また、下降トレンド線を、出来高を伴って上回る現象が出たり、「半値八掛け二割引き(高値の半値を八掛けして、さらに2割引した価格、つまり高値の32%が下げ止まりの目処になるという用語)」、「高値から三分の一もしくは三分の二押し」、「半値押し」と言われるように、株価が底を打つ経験則に基づく水準にタッチ、もしくは近づいた後、大幅反発したかどうかを見ることが大事です。

ファンダメンタルズ分析の底打ち反転サインとしては、例えば、PER(株価収益率)、PBR(株価純資産倍率)が過去平均から下に2σ(標準偏差)から3σ乖離した後に大幅に上昇するなどのサインをうまく読みとり、今後の大幅上昇に備えます。

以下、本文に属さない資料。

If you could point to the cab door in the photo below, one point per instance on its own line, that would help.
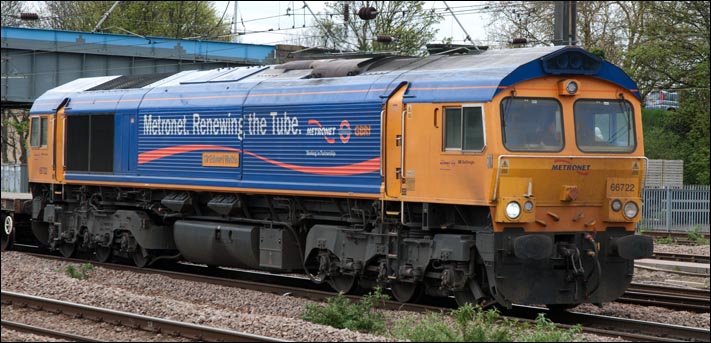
(41, 164)
(394, 142)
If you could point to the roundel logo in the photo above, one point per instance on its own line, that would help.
(344, 131)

一方、セリング・クライマックスからの急反発の時と異なり、底打ちから反転、上昇する場合、マーケット参加者の無関心、しらけムード、懐疑のうちに、スルリスルリと緩やかに上がっていく場合もあるので、その場合は、マーケットの動きにあわせて徐々に買いを行っていくと良いでしょう。

以上、マーケットの大暴落を経験しても、トレード・トラウマ(心的外傷)やそれによる症状を回避し、前向きに投資を行うための方法として「トレード・リスク・マネジメント」と「トレード・クライシス・マネジメント」について見てきました。

「トレード・リスク・マネジメント」と「トレード・クライシス・マネジメント」の適切な実施により、危機(クライシス)という「ピンチ」を「チャンス」に変え、少しでも皆様の投資の成果につながれば幸いです。 

最後までおつきあいいただき、ありがとうございました。
 
上記のコメントは筆者の個人的な見解であり、筆者が所属する会社または組織の見解ではございません。また個別銘柄の推奨、商品の投資勧誘を目的としたものではありませんのでご理解賜りますようよろしくお願い申し上げます。